1.- A Origem do Nome – “PALMEIRINS”

2.- A Cidade Moçambicana da Beira

3.- A Barra do Tejo

4.- Os Cheiros de Lisboa

Chapter 1

&.- 1 – A Feira Popular

&.- 2 - Uma Sardinhada em Cacilhas

&.- 3 – As Brumas (Ruelas) Fadistas de Alfama e Madragoa

&.- 4 – As Palmeiras da Estufa Fria

&.- 5 – As Vielas da Ameixoeira

&.- 6 – A Feira da Ladra

&.- 7 – A Baixa às ordens de Pombal

&.- 8- O Jardim do Campo Grande

&.- 9- A Estrela Real

&.-10 - Os Bosques de Monsanto



2. Ficou um Palmeirim nas bolonhas da Guiné (1): A origem do nome: "Palmeirins"

por J. L. Mendes Gomes [, foto atual à direita]

“Os Palmeirins” foi o nome de guerra que a companhia de caçadores 728, aplaudiu, em peso, perfilada no sítio habitual do quartel da Ilha do Como, diante do comandante.

Cerca de 200 homens, na flor da juventude, a maioria, alentejanos, viviam, ali, dentro das 4 paliçadas, de toros de palmeira, carcomidos pelos 2 anos de exposição ao rigor tropical dos elementos, já quase reduzidos à carcaça exterior.


Serviam mais de confortável albergue às possantes ratazanas que abundavam e de cortina, muito frágil, p´ra tapar as vistas, do que de desejado fortim protector para a metralha que, a qualquer hora, poderia chover, grossa e medonha, a partir das matas espessas, lá ao fundo.


A companhia já ia, quase, no final do primeiro ano da comissão. Era preciso arranjar-lhe um nome de guerra, como tinham as mais antigas. Deveria ser um nome que, por si, sugerisse ou tivesse alguma coisa a ver com a companhia, em concreto.


O capitão Silva lançara o repto, de um modo especial, aos 18 sargentos e 5 alferes, como era de esperar. Era pena. Mas, ainda havia muitos analfabetos.


Ao fim de uns dias, o comandante do 2º pelotão, o alferes Mendes Gomes, por sinal e feitio, o alferes que já se tinha revelado mais virado para essas questões, ─ passava a maior parte do tempo livre, a mexer e remexer livros, de história, literatura ou de direito, tinha andado no seminário até muito perto do fim, dera aulas de português aos voluntários, da companhia ─ apresentou ao capitão o nome de “PALMEIRINS”…

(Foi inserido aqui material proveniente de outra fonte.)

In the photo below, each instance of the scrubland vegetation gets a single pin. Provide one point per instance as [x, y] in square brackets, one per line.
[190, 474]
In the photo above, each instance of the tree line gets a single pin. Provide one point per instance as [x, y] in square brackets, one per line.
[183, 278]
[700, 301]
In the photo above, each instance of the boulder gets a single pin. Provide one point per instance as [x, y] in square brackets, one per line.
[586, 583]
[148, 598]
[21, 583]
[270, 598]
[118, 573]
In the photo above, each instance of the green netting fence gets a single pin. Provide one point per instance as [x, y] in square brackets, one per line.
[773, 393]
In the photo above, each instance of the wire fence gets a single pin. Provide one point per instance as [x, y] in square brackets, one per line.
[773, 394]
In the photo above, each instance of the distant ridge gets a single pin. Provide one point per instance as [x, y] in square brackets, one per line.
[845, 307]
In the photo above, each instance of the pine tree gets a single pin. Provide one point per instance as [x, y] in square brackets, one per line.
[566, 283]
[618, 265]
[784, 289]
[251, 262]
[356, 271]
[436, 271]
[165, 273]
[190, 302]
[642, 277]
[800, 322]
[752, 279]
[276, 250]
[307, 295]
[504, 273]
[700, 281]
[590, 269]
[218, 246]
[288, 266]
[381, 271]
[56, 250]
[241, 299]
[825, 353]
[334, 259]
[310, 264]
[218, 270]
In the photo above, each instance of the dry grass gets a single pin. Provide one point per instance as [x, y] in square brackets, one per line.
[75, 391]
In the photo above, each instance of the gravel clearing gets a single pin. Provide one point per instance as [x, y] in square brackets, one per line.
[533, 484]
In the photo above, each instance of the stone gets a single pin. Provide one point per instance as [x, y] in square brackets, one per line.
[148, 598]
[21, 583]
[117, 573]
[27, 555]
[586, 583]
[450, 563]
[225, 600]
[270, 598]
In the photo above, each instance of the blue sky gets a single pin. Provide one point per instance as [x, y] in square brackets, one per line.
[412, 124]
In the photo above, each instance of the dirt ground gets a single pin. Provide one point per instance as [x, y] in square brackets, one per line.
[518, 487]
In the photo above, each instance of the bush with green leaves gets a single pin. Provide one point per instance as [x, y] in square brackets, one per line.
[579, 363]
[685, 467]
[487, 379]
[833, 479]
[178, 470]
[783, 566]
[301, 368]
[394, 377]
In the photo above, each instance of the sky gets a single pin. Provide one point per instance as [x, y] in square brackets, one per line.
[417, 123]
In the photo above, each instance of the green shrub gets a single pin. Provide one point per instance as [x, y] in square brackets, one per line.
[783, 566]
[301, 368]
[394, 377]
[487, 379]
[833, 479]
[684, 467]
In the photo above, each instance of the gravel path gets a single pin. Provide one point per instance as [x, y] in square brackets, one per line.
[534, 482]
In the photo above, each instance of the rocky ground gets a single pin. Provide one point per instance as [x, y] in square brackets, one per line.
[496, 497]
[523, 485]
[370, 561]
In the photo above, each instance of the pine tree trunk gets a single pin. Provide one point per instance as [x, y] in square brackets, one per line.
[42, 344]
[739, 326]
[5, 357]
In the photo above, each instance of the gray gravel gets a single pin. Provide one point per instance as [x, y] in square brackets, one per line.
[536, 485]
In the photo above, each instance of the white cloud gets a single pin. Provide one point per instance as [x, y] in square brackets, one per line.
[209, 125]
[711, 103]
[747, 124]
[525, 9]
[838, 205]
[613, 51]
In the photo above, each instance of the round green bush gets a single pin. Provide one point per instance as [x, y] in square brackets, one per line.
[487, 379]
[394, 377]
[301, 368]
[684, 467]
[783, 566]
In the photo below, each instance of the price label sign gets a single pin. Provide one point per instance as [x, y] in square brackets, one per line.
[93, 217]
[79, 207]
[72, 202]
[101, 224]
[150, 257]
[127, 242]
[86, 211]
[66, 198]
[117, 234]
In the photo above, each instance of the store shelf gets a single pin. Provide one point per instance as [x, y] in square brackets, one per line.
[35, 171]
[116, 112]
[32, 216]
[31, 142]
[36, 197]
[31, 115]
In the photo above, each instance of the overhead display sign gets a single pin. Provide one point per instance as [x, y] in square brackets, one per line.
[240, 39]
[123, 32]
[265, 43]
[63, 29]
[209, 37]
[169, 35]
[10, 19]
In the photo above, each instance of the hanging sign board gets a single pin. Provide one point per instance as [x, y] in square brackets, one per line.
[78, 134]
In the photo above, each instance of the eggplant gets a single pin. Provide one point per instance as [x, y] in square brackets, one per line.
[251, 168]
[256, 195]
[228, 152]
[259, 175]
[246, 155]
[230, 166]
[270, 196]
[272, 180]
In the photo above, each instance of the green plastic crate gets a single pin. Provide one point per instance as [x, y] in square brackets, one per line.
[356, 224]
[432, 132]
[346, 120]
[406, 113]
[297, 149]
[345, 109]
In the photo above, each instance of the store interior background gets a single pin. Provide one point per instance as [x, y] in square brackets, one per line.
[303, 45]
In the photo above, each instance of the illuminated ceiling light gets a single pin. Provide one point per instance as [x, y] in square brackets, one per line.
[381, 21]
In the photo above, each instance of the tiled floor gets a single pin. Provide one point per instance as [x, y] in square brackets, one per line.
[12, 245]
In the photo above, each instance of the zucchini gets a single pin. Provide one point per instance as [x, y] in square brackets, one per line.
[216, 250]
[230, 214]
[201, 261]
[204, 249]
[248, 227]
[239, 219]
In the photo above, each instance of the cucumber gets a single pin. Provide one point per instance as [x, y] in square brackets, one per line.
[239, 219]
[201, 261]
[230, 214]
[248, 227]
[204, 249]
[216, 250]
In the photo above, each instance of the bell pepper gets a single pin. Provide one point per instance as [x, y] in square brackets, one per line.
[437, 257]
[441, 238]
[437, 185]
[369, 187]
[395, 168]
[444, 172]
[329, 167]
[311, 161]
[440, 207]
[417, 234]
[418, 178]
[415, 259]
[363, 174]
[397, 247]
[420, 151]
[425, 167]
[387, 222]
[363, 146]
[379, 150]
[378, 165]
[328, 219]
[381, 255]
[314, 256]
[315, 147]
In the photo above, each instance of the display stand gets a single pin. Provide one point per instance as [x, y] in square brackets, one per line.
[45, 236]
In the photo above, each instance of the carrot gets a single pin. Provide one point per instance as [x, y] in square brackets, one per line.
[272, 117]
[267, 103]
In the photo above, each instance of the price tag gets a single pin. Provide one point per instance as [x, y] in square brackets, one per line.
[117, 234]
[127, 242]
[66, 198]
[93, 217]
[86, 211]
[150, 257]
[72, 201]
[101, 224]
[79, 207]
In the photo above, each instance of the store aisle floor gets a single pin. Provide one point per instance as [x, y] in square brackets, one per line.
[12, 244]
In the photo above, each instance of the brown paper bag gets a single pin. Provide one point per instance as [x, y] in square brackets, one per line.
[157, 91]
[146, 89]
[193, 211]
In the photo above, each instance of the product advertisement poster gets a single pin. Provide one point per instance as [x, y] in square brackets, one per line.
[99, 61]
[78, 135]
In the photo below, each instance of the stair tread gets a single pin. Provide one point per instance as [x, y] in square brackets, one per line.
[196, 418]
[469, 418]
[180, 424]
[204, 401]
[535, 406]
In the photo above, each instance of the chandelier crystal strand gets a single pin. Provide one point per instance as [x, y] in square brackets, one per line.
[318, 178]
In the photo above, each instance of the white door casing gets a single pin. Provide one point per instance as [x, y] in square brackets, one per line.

O capitão riu…Nem sim, nem não… E ficou à espera da explicação. Nunca tinha ouvido falar na novela de cavalaria do Palmeirim de Inglaterra, famosa, pelo menos, para quem tenha estudado história da literatura portuguesa.
Conta a história de uma figura da cavalaria inglesa na Idade Média, semelhante ao nosso lendário, herói e aguerrido cavaleiro, Nuno Álvares Pereira.

Esta relação histórica com o herói de Aljubarrota e a conotação natural da companhia com o mundo das palmeiras, omnipresentes, transformadas na matéria prima por excelência para tudo que era essencial à segurança e ao conforto, conquistou, logo, a simpatia do comandante, dos alferes e dos sargentos.
 
─ Vamos reunir a companhia, a ver o que eles pensam. “Palmeirins”, é um nome que até soa bem ao ouvido  , acrescentou.

Momentos depois de acabar o bem conhecido toque de corneta, os duzentos homens, tresmalhados pelo universo variado daquele mundo, pequeno mas completo, começaram a formar a companhia, em tronco nú e de chicatas de esponja, nos pés, ( o traje habitual que se imponha a toda a gente) apreensivos com o motivo daquele toque inesperado.

Chegou o último soldado, - era sempre o mesmo, o castiço e pacholas soldado Faria, parecia um pouco atrasado da bola, mas não, era assim mesmo, um ensonso, com a sua regra muito pessoal e sem remédio, por mais que o comandante o repreendesse.
─ Ó meu comandante, eu estava a dar de cadeiras quando ouvi o toque a corneta…e não podia… atalhou ele com a habitual inocência.

Uma gargalhada geral. Agora toda a gente sabia o que era isso de dar de cadeiras…como se dizia no Alentejo…
─ Meus senhores. A nossa companhia já não é maçarica. Também não é velhadas…Ainda vai ter de aguentar mais uns anitos, por estas bandas…

Ouviu-se um urro geral, respeitoso, em uníssono, saído daqueles pulmões bem puxados e bravios…─ Anos?… Nunca. Só uns mesitos. Sim…─ gritou um dos mais atrevidos, como os há sempre.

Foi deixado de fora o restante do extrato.